BT’s John Petter on the future of technology & exploring the past
John Petter is the managing director of BT Retail’s consumer division and is responsible for broadband, phones, BT Vision TV and other BT products and services in customers’ homes. In his second blog for BT Life, John talks about ever-increasing broadband speeds, family research and sand sculptures…
To Infinity and beyond…
I still remember BBC’s Tomorrow’s World in the early 80s. It was on once a week, a magazine programme about future technology for everyday life. There was no BT Vision then so unless you were lucky enough to have a video recorder (you had to be really lucky to have one then, they cost an arm and a leg) you had to make sure you were in to see it. This was no hardship actually as I think it was on a Thursday, Top of the Pops night!
One bit I remember was the Tomorrow’s World team writing off the potential for videophones; a copper wire was shown and the nation heard how it was impossible to get moving pictures down that little space. Years later they demonstrated a fax machine. The team attempted to get a signature from one part of London to another, the prototype fax machine didn’t work on the night but we got the point, the multimedia world had arrived, albeit in a small way!
Since then the amount of data that we have been able to fit down that little wire has increased hundreds of times.

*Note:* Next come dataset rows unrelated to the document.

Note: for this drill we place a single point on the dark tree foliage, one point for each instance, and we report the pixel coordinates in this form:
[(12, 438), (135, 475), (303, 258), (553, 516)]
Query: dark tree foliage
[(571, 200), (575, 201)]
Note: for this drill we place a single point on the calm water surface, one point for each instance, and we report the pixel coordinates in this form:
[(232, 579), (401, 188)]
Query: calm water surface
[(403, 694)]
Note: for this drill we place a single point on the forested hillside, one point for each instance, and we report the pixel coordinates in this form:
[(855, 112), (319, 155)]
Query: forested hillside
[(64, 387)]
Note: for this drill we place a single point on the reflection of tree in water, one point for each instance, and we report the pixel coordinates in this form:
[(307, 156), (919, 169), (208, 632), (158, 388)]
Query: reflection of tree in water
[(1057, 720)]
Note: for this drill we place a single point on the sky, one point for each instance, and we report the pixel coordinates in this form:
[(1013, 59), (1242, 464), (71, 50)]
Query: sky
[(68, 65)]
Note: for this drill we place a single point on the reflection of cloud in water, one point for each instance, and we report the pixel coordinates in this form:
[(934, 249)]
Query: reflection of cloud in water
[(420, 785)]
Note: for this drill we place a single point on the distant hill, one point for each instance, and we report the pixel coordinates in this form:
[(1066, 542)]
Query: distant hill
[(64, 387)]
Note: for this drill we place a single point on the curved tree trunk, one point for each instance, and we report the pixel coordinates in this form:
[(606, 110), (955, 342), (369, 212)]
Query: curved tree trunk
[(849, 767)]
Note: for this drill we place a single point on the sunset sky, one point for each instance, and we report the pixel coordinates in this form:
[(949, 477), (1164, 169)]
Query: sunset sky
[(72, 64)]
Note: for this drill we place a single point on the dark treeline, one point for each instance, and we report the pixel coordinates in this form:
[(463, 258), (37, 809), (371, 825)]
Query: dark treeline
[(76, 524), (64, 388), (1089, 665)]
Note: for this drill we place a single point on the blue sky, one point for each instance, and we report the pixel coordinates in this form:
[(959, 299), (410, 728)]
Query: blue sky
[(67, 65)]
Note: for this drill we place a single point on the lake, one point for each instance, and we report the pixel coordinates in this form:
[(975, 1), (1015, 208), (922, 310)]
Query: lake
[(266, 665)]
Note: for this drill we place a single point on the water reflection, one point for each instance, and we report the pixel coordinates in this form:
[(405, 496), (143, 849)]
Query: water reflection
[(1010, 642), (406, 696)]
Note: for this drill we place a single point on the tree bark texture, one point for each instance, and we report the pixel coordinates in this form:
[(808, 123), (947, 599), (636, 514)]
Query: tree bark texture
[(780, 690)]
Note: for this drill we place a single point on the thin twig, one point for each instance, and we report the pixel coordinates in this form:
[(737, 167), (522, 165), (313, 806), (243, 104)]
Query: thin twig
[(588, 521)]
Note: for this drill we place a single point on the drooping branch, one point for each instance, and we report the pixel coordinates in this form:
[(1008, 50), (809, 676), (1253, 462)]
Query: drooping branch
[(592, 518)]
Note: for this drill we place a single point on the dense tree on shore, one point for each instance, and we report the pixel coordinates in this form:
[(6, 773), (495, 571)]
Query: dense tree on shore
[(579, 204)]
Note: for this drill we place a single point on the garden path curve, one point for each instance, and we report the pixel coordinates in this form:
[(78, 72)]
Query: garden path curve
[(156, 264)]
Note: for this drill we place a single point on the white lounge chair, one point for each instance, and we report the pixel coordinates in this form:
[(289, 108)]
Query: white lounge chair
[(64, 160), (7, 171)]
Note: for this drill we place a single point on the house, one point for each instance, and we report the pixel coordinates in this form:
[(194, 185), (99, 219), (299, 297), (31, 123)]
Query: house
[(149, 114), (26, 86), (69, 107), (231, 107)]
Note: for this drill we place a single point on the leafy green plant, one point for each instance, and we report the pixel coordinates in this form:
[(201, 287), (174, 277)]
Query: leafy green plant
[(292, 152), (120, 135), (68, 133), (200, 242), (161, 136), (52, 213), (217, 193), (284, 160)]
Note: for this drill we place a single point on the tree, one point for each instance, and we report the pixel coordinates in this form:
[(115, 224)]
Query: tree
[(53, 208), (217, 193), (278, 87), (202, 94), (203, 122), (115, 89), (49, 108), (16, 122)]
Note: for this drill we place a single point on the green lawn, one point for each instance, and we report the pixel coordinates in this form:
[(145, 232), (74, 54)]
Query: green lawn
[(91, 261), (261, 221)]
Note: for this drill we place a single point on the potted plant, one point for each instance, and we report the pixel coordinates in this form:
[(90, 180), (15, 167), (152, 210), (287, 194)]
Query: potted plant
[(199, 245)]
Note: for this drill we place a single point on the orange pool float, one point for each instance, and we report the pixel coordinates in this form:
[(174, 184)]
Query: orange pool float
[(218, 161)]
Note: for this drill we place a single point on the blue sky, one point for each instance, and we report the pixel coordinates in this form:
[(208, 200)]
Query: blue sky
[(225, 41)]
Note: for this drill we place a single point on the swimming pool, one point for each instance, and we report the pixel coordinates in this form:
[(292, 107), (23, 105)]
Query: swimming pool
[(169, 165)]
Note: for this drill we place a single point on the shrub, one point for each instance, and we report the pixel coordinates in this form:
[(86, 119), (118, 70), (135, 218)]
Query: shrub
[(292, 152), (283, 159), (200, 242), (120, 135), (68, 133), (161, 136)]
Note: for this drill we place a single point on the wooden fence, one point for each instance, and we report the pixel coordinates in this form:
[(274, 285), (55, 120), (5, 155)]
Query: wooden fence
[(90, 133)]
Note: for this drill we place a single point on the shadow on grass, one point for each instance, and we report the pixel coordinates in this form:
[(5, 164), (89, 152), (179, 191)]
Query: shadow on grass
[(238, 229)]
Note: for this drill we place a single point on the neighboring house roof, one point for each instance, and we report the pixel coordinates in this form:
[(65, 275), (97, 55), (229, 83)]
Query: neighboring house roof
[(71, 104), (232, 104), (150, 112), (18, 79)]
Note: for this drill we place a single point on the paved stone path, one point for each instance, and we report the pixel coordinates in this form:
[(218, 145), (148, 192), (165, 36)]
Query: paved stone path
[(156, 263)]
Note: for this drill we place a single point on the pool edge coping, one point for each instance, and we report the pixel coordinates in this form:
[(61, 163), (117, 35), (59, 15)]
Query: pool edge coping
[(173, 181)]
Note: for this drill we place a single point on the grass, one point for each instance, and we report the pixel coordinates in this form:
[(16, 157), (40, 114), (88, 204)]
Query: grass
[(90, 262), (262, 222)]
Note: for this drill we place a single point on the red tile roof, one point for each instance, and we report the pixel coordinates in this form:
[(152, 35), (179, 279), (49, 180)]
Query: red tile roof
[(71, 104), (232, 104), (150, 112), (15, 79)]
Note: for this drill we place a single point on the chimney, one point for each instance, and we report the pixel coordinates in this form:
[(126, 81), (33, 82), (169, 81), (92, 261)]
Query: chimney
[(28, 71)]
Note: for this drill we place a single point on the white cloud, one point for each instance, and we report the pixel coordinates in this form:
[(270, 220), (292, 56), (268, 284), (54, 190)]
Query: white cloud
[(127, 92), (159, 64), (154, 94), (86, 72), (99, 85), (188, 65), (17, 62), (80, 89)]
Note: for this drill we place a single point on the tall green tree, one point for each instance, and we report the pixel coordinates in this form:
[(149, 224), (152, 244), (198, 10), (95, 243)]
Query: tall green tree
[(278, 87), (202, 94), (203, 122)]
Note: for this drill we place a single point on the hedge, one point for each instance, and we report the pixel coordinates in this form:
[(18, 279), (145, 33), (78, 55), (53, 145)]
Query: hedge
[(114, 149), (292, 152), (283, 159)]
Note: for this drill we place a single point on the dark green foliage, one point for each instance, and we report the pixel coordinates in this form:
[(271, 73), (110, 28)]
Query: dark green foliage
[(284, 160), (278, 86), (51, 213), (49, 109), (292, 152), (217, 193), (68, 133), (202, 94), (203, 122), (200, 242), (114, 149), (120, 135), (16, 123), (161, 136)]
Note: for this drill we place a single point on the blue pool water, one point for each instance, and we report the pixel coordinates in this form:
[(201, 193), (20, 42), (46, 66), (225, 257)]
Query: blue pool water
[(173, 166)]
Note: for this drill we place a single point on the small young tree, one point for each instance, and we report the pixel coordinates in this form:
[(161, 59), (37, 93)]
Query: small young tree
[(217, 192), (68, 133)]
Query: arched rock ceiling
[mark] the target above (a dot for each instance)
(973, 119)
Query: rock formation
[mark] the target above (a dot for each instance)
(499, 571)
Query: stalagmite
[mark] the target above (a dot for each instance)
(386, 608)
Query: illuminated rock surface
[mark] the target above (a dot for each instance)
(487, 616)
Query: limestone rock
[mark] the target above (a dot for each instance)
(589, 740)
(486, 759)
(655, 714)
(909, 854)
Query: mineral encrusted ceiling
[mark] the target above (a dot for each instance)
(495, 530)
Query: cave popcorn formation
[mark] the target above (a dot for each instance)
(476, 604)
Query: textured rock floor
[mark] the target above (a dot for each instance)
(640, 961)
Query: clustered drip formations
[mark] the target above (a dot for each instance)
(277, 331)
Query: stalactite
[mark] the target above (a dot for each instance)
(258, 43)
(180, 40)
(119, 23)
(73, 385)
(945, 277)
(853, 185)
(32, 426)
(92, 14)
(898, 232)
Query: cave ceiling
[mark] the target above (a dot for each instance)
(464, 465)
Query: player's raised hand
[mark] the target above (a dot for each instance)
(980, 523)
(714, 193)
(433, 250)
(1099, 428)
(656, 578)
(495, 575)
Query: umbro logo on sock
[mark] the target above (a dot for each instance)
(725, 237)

But the obsession with videophones disappeared as the internet arrived when we realised that there was more we could do than look into each other’s eyes. And as we have wanted to do even more, bandwidth has been increasing to let us do it.
Obviously there is still frustration with lower speeds for some as we try to make broadband reach as many homes and businesses as possible across the nation. However, the arrival of fibre-optics and BT Infinity has brought a whole new level of entertainment, business opportunities and the ability to exchange huge amounts of information between ourselves.
Many people are gaming, watching TV, sending videos, downloading pictures and all sorts of other things, all through one line – simultaneously. And not giving it a second thought. Meanwhile I’m ‘twin-screening’, watching bits of Tomorrow’s World on YouTube through my iPhone whilst watching Top of the Pops through my TV on iPlayer!
Sun, sea and sand sculpture

One of the things I’ve got interested in lately is my grandparents’ and great-grandparents’ photographs. There are some fantastic shots, like the one above. It was taken in Anglesey on a family holiday in the early 1909. My grandmother is the small child standing up. The lion really intrigued me; I always thought of sand sculpture as relatively modern activity but apparently not. Mind you, we wouldn’t dress like that for the beach now; they must have been getting the sand out of those tweeds for weeks afterwards!
I’m scanning the photos to keep every single detail, and then I send them to various aunts, uncles and cousins to get more insight into them. Yes, you’ve guessed it! BT Infinity has been an absolute Godsend for large files like these, they go off in seconds and my relatives are thrilled to see them and discuss who’s who, what they were doing, and where, in each photo.
Research like this would have been so difficult even just a few years ago; if we hadn’t made the advances in broadband that we have, I think I would have had to have waited until I’d retired in order to get the time to do this.
Incidentally, if anyone from Anglesey is reading this, I’d be intrigued to know if it’s possible to identify where exactly this was taken. A long shot maybe but you never know, it would be another huge step forward in my research!